I shook my head again. I handed her the bowl of green grapes. "Thank you. Please don't forget to say thank you."
"Thank you, Momma!"
Here's the question at hand: Do we have to retrain our leaders to say thank you like I am training my children?
Many of us are busy training our young children on manners on the other side of the Zoom camera during this pandemic. Reminding them to say please, excuse me, I tried it and it's not my favorite, I am sorry, and thank you. And yet somehow simple manners continue to be undervalued and underappreciated in our workplaces. Because who has time to say thank you?
"Call me. This needs to be completed in the next hour."
"They didn't like the deck. Needs to be redone."
"When are you planning on sending the proposal?"
"Did you see the questions he asked? Where are the responses?"
"Needs to be done by Monday."
Let me take a look. I didn't see a please. No please. Let me re-read it again. Nope, no thank you either. Sure, I'll get to that right away. Oh yes, you're welcome.
Organizations are under enormous pressure in this pandemic. Therefore, leaders are under enormous pressure. Business models collapsing, budget cuts, layoffs, or scrapping plans… Companies are trying to pivot as quickly as possible—afraid of extinction.

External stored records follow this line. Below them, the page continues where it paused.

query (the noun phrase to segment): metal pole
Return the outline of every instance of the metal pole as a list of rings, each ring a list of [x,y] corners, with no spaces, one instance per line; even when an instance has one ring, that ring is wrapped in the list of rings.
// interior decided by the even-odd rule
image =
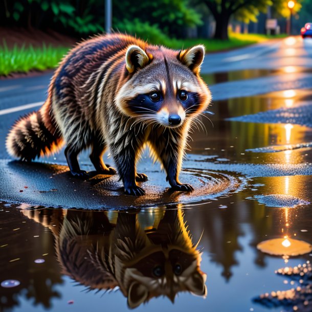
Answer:
[[[293,9],[291,9],[291,16],[289,17],[289,35],[292,35],[293,33]]]
[[[112,32],[112,0],[105,0],[105,30]]]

With employees and leaders everywhere teaching and parenting at home, taking care of elderly parents, or maybe even living alone with little social interaction, more and more of us are dealing with all forms of grief, including losing loved ones to COVID-19.
So we could argue we just don't have time to say thank you; we don't have time to express gratitude. There's too much happening in the world to be grateful for anything. We are all living day to day, the pendulum for us swinging between surviving and thriving. But if we don't have the time to be grateful now, to show gratitude and thanks as we live through one of the most cataclysmic events in recent human history, when will we ever be thankful?

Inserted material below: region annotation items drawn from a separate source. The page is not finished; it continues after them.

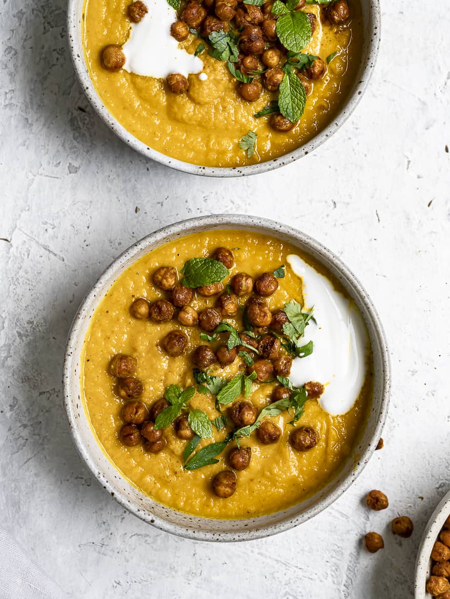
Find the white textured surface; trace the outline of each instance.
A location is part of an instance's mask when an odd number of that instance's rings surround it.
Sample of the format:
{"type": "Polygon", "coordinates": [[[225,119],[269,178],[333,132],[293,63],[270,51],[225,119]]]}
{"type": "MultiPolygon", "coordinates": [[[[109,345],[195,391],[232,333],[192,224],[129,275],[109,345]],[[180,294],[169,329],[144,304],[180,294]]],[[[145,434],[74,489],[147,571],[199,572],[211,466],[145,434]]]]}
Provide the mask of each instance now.
{"type": "Polygon", "coordinates": [[[450,486],[450,13],[411,0],[385,2],[383,17],[370,90],[346,125],[297,164],[223,181],[146,161],[93,114],[62,0],[4,2],[0,515],[74,597],[412,596],[420,536],[450,486]],[[162,225],[219,211],[277,218],[338,253],[380,311],[394,371],[386,447],[353,488],[299,528],[226,546],[154,530],[98,486],[69,437],[61,385],[71,320],[108,263],[162,225]],[[388,494],[385,512],[364,508],[372,488],[388,494]],[[410,539],[386,529],[398,513],[414,521],[410,539]],[[372,530],[386,542],[375,555],[361,549],[372,530]]]}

If you don't think you have to say thank you; if you don't think they deserve a thank you (it's their job, it's what they get paid to do); or if you think, "Why should I say thank you, no one ever thanks me for anything?" It's time to remember that while we might be living through one of the worst recessions of our lifetimes, the market will turn again. Jobs will open up, and those who don't feel recognized or valued will be the first to go. Those who don't feel appreciated and respected will make the easy decision to work for leaders who show gratitude.
But if we don't have the time to be grateful now, to show gratitude and thanks as we live through one of the most cataclysmic events in recent human history, when will we ever be thankful?
Here's the question at hand: Do we have to retrain our leaders to say thank you like I am training my children? Remind them with flashcards? Bribe them with a cookie? Tell them how I proud I am of them when they say those two magical words?
Showing gratitude isn't that difficult. You can send a thoughtful email or a text, send a handwritten card, send something small as a gesture of thank you, or just tell them. Call them and tell them how thankful you are for them and for their contributions. Just say thank you.
A coworker recently mailed me a thank you card, saying how much she appreciated me. It was one of the nicest things anyone from work has sent me during this pandemic. It was another reminder for me of how much we underestimate the power of a thank you card.
Apparently, quarantine gratitude journals are all the rage right now. So it's great if you have a beautiful, leather-bound gratitude journal. You can write down all of the people and the things that you are thankful for in your life. Apparently, it helps you sleep better, helps you stay grounded, and makes you in general happier. Just don't forget to take a moment to stop writing in that journal, and to show thanks and gratitude to those you are working with every single day.